Nicholas Terpstra is Professor of History at the University of Toronto.  His research deals with Renaissance and early modern Italian history, exploring questions at the intersection of politics, religion, gender, and charity.  Publications include Cultures of Charity: Women, Politics, and the Reform of Poor Relief in Renaissance Italy (Harvard: 2013) which won the Marraro Prize of the American Historical Association and the Goodhart Gordan Prize of the Renaissance Society of America, and Religious Refugees in the Early Modern World: An Alternative History of the Reformation (Cambridge: 2015). Terpstra launched the DECIMA project, an on-line digital map of sixteenth century Florence.  Employing early modern census data and maps, DECIMA tracks occupation, gender, and wealth patterns. The longer term goal is to produce a 3D map that conveys what it was like to walk around the city, hearing its sounds, moving through its buildings, and seeing its artwork.
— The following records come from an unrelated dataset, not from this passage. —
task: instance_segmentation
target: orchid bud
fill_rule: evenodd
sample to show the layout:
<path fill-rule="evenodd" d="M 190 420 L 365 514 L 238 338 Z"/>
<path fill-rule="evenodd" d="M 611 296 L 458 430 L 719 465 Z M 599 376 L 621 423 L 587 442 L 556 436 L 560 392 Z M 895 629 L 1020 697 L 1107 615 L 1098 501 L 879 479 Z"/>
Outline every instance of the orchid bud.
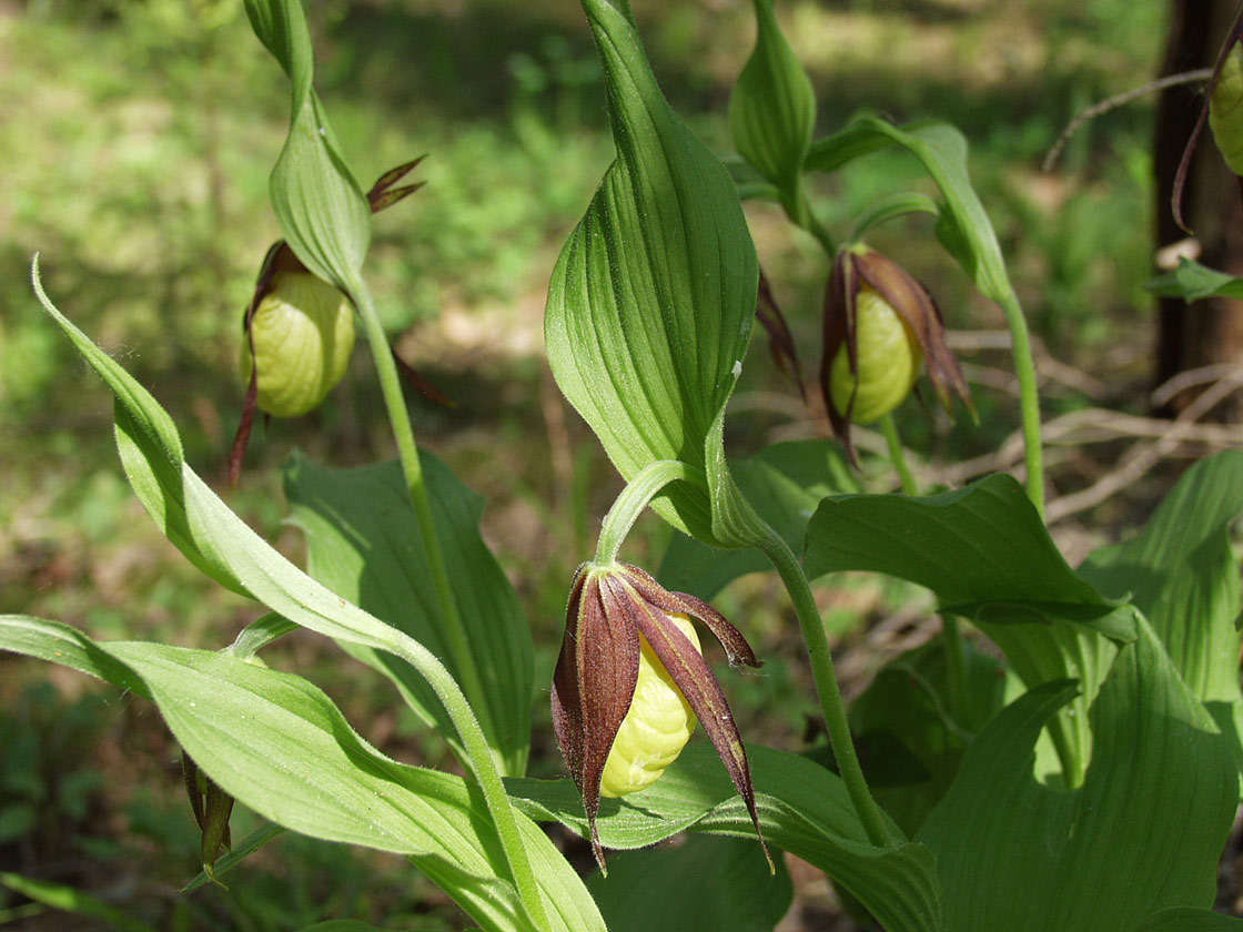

See: N. Terpstra & C. Rose (ed), Mapping Space, Sense, and Movement in Florence:  Historical GIS and the Early Modern City. (Routledge, 2016). Terpstra also co-edited the open access Hidden Cities: Urban Space, Geolocated Apps, and Public History (Routledge, 2022).

Read more about Nicholas on his webpage

Colin Rose

I am an historian of early modern Italy, and my research interests focus on how communities constituted and managed themselves in unstable worlds of poverty, precarious work and potential violence. I teach at Brock University in St. Catharines, Ontario, where I am Assistant Professor of European and Digital History. I am the Co-Principal Investigator for DECIMA, an HGIS project that explores the spatial lives of early modern Florentines (www.decima-map.net). HGIS allows me to better understand the role of physical space, and movement through it, in shaping the daily lives of early modern city dwellers. Whether looking at the residential patterns of particular professions or the prosecution of violent crime, location mattered in early modern Europe, and I am always interested in flexible and dynamic ways to explore the relationships between space, social action and spatial representations of behaviour. I have previously published on the roles HGIS can play in the study of early modern Florentine history, on vendetta and its prosecution in Bologna, and on petitioning in Parma. For Hidden Florence, I provided expert commentary on the “Crime and Punishment” walk (I thought Ercole should be nastier, overall) and wrote / voiced the Read More and Discover More sections for Ercole’s tour.

Read more about Colin on his webpage

Julia Rombough

Julia is a historian of the senses, gender, and the body. Her research examines soundscapes in early modern Florence and the links between sense, health, and urban experience. She is currently completing her PhD in History at the University of Toronto. Her dissertation “Noisy Soundscapes: Female Institutions, Sound, and the Medical Body in Early Modern Florence” is supported by Social Sciences and Humanities Council of Canada (SSHRC) and has been awarded a number of national and international prizes. Julia is also a researcher on the Digitally Encoded Census Information Mapping Archive (DECIMA) project, and has published a co-authored article with Dr. Sharon Strocchia on digital mapping, titled “ Women Behind Walls: Tracking Nuns and Socio-Spatial Networks in Sixteenth Century Florence”. Her forthcoming Sixteenth Century Journal article is titled “Noisy Soundscapes and Women’s Institutions in Early Modern Florence”.